Tesseract 5.0-alpha only working with --oem 3

noteven2degrees opened this issue · 1 comments

I am running tesseract under Windows 10 Pro with the following version:
tesseract v5.0.0-alpha.20200328 leptonica-1.78.0 libgif 5.1.4 : libjpeg 8d (libjpeg-turbo 1.5.3) : libpng 1.6.34 : libtiff 4.0.9 : zlib 1.2.11 : libwebp 0.6.1 : libopenjp2 2.3.0 Found AVX2 Found AVX Found FMA Found SSE Found libarchive 3.3.2 zlib/1.2.11 liblzma/5.2.3 bz2lib/1.0.6 liblz4/1.7.5 Found libcurl/7.59.0 OpenSSL/1.0.2o (WinSSL) zlib/1.2.11 WinIDN libssh2/1.7.0 nghttp2/1.31.0

I am executing tesseract from python via
pytesseract version 0.3.4

Running the command

pytesseract.image_to_data(crop, output_type=ocr.Output.DATAFRAME, config='--psm 11 --oem 3')

is only successfull with --oem 3, no other version works.

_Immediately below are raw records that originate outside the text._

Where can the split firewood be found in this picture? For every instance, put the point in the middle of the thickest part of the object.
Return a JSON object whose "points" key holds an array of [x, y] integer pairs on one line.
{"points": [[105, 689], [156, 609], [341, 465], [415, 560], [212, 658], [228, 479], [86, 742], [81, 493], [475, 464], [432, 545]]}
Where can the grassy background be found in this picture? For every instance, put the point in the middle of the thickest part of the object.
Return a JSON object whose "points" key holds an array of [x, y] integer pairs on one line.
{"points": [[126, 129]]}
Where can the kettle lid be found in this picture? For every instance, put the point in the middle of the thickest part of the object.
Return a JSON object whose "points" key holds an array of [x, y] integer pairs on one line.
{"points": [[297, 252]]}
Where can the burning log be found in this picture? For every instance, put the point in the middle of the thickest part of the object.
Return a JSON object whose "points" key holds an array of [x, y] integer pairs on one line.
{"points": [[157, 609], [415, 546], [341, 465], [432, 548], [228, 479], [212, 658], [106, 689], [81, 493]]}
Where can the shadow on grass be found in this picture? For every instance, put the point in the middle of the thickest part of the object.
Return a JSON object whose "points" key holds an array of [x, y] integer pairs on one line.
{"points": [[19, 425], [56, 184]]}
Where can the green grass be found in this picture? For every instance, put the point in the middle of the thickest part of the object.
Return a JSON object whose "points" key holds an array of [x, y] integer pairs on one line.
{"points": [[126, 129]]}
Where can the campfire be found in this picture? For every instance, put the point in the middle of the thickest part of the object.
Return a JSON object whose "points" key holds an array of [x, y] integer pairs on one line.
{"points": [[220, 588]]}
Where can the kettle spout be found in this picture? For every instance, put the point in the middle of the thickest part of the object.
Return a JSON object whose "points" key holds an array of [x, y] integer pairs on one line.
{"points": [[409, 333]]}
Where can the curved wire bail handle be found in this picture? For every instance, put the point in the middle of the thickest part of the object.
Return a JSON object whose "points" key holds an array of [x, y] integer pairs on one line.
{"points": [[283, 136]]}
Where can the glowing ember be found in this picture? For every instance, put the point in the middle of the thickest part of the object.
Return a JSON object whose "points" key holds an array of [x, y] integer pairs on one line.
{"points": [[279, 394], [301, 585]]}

E.g., running --oem 4 results in

Traceback (most recent call last):
  File "<input>", line 1, in <module>
 
File "C:\Users\Christian\Anaconda3\envs\bbcDataConverter\lib\site-packages\pytesseract\pytesseract.py", line 437, in image_to_data
    }[output_type]()
  
File "C:\Users\Christian\Anaconda3\envs\bbcDataConverter\lib\site-packages\pytesseract\pytesseract.py", line 433, in <lambda>
    args + [True], pandas_config,
  
File "C:\Users\Christian\Anaconda3\envs\bbcDataConverter\lib\site-packages\pytesseract\pytesseract.py", line 407, in get_pandas_output
    return pd.read_csv(BytesIO(run_and_get_output(*args)), **kwargs)
 
 File "C:\Users\Christian\Anaconda3\envs\bbcDataConverter\lib\site-packages\pytesseract\pytesseract.py", line 272, in run_and_get_output
    with open(filename, 'rb') as output_file:

FileNotFoundError: [Errno 2] No such file or directory: 'C:\\Users\\...\\AppData\\Local\\Temp\\tess_j6_ns_9g.tsv'

How can I access other versions? Thank you!

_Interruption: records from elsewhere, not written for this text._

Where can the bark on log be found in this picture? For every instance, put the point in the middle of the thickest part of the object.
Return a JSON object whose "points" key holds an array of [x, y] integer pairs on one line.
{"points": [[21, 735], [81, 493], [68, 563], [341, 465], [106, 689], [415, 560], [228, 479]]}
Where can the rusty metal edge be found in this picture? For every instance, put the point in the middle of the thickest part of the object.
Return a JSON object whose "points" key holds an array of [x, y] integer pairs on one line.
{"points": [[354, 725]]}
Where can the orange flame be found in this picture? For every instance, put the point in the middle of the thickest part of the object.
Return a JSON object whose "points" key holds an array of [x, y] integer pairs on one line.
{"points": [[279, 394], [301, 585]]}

There is no OEM 4. --oem 1 and --oem 3 should work (with identical results). For the legacy engine, you will need model files which include that.

OCR Engine modes:
  0    Legacy engine only.
  1    Neural nets LSTM engine only.
  2    Legacy + LSTM engines.
  3    Default, based on what is available.